Irving was disenchanted during his brief time as a student at both the University of Pittsburgh (1961) and the University of New Hampshire (1962). He traveled to Austria in 1963 to attend the University of Vienna and the decision profoundly affected him. He lived in Vienna off and on through much of the 1960s, and the city's influence is seen in his fiction. He also married painter Shyla Leary while he was in Austria. He became the father to two boys, Colin and Brendan. He earned his M. F. A. at the University of Iowa Writers Workshop in 1967 where Kurt Vonnegut, Jr. was one of his mentors. In 1969, he stayed with director Irvin Kershner in a castle built by Charlemagne while they vainly worked on an unproduced screen adaptation of Irving's first novel, Setting Free the Bears (1969). His next two novels, The Water-Method Man (1972) and The 158 — Pound Marriage (1974) didn't share his first book's modest success. During this period, Irving was awarded a Rockefeller Foundation grant (1971 – 1972), a National Endowment for the Arts fellowship (1974 – 75), and a Guggenheim fellowship (1976 – 77).

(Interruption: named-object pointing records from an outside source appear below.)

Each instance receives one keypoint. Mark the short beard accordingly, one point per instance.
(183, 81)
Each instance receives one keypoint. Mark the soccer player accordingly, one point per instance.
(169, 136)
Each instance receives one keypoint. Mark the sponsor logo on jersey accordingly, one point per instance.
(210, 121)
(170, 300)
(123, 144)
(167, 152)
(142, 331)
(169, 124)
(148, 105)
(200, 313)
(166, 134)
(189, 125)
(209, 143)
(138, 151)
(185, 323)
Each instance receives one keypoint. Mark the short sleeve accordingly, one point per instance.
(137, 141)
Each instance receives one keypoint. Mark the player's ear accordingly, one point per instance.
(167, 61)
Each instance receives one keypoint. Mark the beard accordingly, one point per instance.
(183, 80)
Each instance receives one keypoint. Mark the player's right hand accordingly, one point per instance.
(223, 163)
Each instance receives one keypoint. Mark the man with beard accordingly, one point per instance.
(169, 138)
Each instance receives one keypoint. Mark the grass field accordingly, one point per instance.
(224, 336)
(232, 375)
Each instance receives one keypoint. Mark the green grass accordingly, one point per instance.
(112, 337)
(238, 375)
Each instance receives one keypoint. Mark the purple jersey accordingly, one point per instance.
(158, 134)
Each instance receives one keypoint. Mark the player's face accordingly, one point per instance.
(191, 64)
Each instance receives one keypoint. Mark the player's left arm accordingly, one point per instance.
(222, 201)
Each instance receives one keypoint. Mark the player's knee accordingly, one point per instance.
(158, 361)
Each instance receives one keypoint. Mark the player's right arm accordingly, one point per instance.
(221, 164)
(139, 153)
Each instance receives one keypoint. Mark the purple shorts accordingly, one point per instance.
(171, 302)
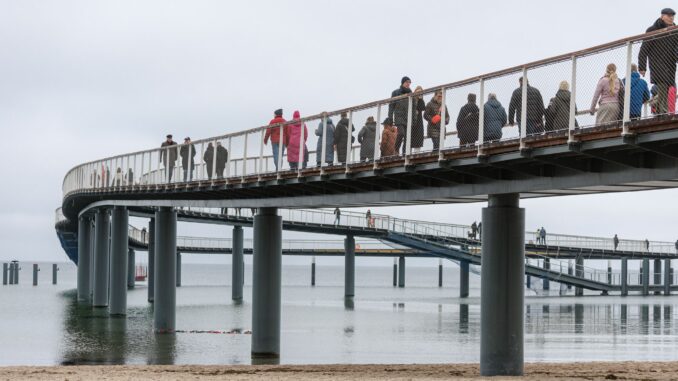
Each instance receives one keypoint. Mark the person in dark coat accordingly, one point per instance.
(366, 138)
(187, 152)
(535, 109)
(494, 119)
(467, 122)
(341, 135)
(417, 134)
(397, 110)
(433, 109)
(557, 114)
(168, 156)
(662, 54)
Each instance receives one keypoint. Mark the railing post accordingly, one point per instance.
(573, 102)
(523, 110)
(627, 91)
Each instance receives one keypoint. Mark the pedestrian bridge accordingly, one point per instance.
(573, 156)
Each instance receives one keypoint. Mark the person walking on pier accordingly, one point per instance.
(432, 114)
(535, 109)
(337, 216)
(661, 55)
(607, 97)
(397, 110)
(388, 138)
(168, 156)
(329, 141)
(187, 152)
(468, 121)
(366, 138)
(273, 132)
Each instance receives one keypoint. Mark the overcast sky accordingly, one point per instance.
(81, 80)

The publication of his fourth novel, The World According to Garp, changed everything for him. Irving left publishing giant Random House for E. P. Dutton because he was unsatisfied with the publicity for his second and third novels. Garp was a huge critical and popular success. The novel was nominated for a National Book Award in 1979 and won an American Book Award in 1980. The book was made into a moderately received film version starring Robin Williams as Garp.

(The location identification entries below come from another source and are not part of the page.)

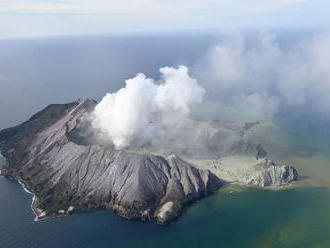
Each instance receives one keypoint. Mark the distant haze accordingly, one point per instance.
(259, 74)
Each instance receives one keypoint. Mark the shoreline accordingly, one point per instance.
(33, 200)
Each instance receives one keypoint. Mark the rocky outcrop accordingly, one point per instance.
(63, 173)
(68, 174)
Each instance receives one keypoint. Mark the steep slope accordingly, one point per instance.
(67, 172)
(62, 173)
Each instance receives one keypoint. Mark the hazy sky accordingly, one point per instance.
(32, 18)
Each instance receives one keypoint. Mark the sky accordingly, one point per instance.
(37, 18)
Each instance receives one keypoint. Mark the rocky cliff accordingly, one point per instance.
(67, 174)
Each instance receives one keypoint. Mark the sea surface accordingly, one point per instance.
(34, 73)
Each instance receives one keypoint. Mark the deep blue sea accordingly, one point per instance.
(35, 73)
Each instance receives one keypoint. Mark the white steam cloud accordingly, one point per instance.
(258, 76)
(145, 110)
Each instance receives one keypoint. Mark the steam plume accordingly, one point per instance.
(145, 110)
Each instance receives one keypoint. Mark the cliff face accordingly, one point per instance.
(62, 173)
(65, 174)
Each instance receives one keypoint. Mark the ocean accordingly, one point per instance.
(34, 73)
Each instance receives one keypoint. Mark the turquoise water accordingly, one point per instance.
(58, 71)
(233, 217)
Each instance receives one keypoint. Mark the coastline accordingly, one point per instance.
(34, 209)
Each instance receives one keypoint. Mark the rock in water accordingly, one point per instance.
(67, 175)
(66, 172)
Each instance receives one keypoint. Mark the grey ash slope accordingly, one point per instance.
(64, 173)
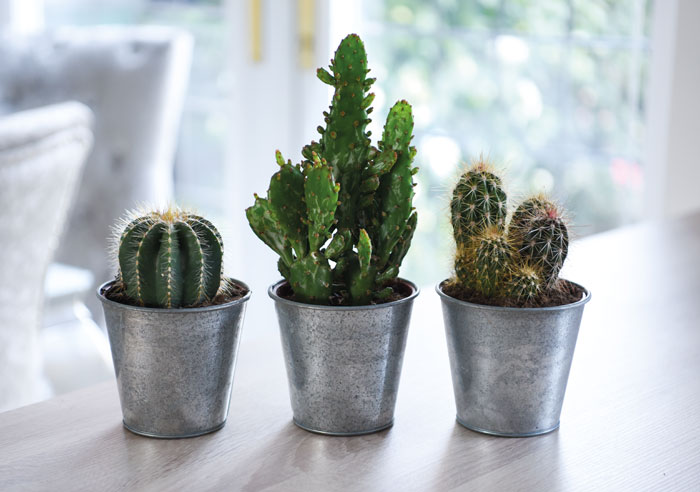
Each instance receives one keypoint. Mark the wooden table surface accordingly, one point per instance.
(631, 417)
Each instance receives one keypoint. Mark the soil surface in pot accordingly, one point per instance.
(230, 291)
(401, 291)
(564, 292)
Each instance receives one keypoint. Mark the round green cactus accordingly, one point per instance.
(170, 259)
(478, 201)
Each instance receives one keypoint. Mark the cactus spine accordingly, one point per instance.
(346, 191)
(525, 283)
(170, 259)
(517, 266)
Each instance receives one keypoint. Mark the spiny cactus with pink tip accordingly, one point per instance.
(517, 261)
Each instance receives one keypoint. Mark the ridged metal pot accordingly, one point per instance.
(510, 366)
(343, 362)
(174, 367)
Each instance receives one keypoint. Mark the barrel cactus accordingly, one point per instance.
(170, 259)
(342, 220)
(514, 263)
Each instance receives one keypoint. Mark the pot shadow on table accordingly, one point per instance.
(295, 459)
(506, 463)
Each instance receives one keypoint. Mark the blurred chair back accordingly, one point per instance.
(134, 79)
(42, 152)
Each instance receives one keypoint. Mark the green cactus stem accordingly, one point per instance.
(531, 207)
(491, 261)
(544, 242)
(350, 203)
(524, 284)
(295, 221)
(478, 201)
(345, 143)
(170, 259)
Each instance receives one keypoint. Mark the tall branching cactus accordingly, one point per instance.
(519, 261)
(170, 259)
(342, 221)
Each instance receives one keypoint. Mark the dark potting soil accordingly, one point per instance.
(401, 290)
(230, 291)
(564, 292)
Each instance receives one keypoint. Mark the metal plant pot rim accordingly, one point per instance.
(205, 309)
(586, 297)
(272, 292)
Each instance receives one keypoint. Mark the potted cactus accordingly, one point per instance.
(342, 222)
(174, 324)
(511, 322)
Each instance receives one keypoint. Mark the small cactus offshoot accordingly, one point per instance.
(342, 220)
(516, 263)
(170, 259)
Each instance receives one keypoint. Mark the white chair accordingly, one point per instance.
(42, 152)
(134, 80)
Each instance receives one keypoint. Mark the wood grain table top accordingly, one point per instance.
(631, 417)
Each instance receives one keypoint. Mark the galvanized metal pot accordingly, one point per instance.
(343, 363)
(174, 367)
(510, 366)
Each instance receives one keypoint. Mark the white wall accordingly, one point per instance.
(673, 137)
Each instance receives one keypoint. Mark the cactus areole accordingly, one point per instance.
(170, 259)
(342, 220)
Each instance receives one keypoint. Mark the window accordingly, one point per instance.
(554, 91)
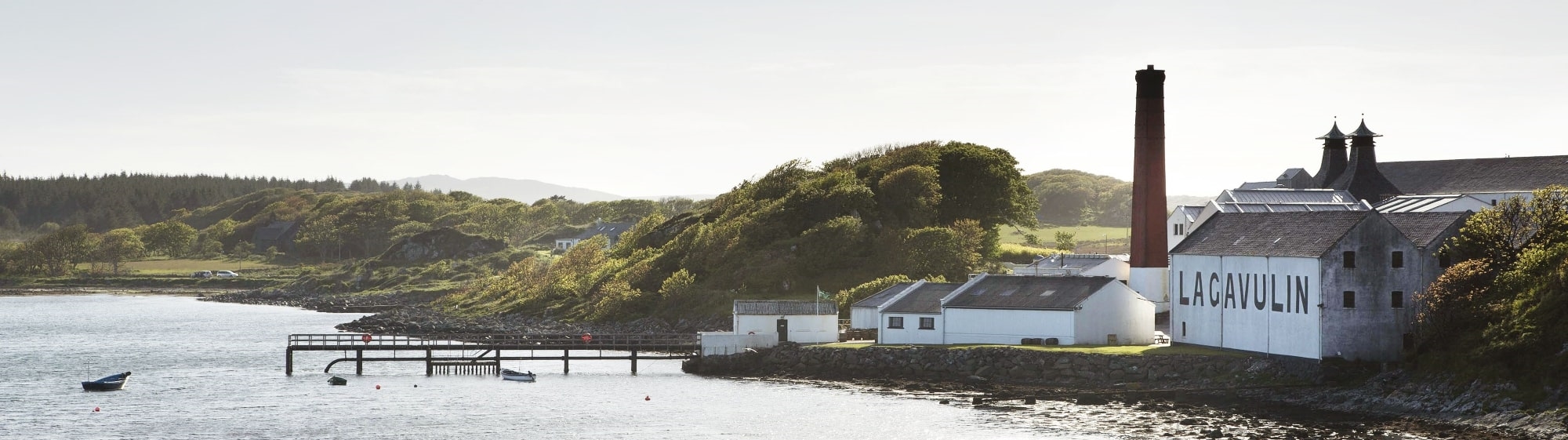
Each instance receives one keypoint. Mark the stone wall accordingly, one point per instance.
(1006, 365)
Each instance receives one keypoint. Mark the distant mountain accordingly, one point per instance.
(524, 191)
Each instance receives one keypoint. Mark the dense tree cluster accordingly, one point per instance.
(1500, 310)
(927, 209)
(1070, 198)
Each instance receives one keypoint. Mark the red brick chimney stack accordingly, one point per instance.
(1149, 172)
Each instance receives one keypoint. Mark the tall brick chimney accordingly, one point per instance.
(1149, 172)
(1150, 253)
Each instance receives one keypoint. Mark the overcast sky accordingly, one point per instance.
(681, 98)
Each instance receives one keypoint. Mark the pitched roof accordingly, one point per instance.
(924, 299)
(1028, 293)
(785, 307)
(884, 296)
(1478, 175)
(1425, 228)
(1288, 206)
(1285, 195)
(1423, 203)
(614, 230)
(1271, 233)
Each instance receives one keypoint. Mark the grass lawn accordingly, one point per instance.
(1091, 239)
(187, 266)
(1070, 349)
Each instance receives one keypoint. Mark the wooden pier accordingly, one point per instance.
(484, 352)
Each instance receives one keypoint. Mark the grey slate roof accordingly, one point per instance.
(1478, 175)
(924, 299)
(1425, 228)
(1271, 233)
(1285, 195)
(1288, 206)
(785, 307)
(1028, 293)
(880, 297)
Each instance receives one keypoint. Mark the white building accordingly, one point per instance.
(805, 322)
(1062, 310)
(915, 315)
(1310, 285)
(863, 313)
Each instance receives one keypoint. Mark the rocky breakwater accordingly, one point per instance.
(1007, 365)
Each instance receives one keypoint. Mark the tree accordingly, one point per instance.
(120, 245)
(172, 238)
(1065, 241)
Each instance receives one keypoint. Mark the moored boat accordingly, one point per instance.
(509, 374)
(107, 384)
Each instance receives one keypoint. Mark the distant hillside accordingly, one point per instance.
(515, 189)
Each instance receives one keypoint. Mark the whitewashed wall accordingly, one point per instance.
(981, 325)
(1116, 310)
(802, 327)
(863, 318)
(1260, 304)
(912, 332)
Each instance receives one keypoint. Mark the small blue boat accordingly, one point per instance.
(107, 384)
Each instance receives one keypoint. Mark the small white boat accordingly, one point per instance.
(509, 374)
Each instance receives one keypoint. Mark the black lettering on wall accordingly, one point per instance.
(1258, 289)
(1301, 294)
(1214, 294)
(1274, 291)
(1230, 289)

All of Irving's novels since Garp have been critically acclaimed bestsellers, including The Hotel New Hampshire (1981), The Cider House Rules (1985), A Prayer For Owen Meany (1989), Son of the Circus (1994), and A Widow For One Year (1998). Irving has been both an English professor and wrestling coach through the years. A collection of his fiction and some essays, Trying to Save Peggy Sneed, was published in 1996. Two volumes of his memoirs, The Imaginary Girlfriend (1996) and My Movie Business (1999), have also been published. Since The World According to Garp was adapted to film in 1982, film versions of two of his other novels have been made: The Hotel New Hampshire in 1984 and The Cider House Rules in 1999. Irving won the Academy Award for Best Adapted Screenplay for The Cider House Rules (Michael Caine won the Best Supporting Actor award for his portrayal of Dr. Larch). Irving divorced his first wife in 1981. He remarried in 1987 his Canadian agent, Janet Turnbull. He currently lives with Turnbull and their son, Everett, in southern Vermont.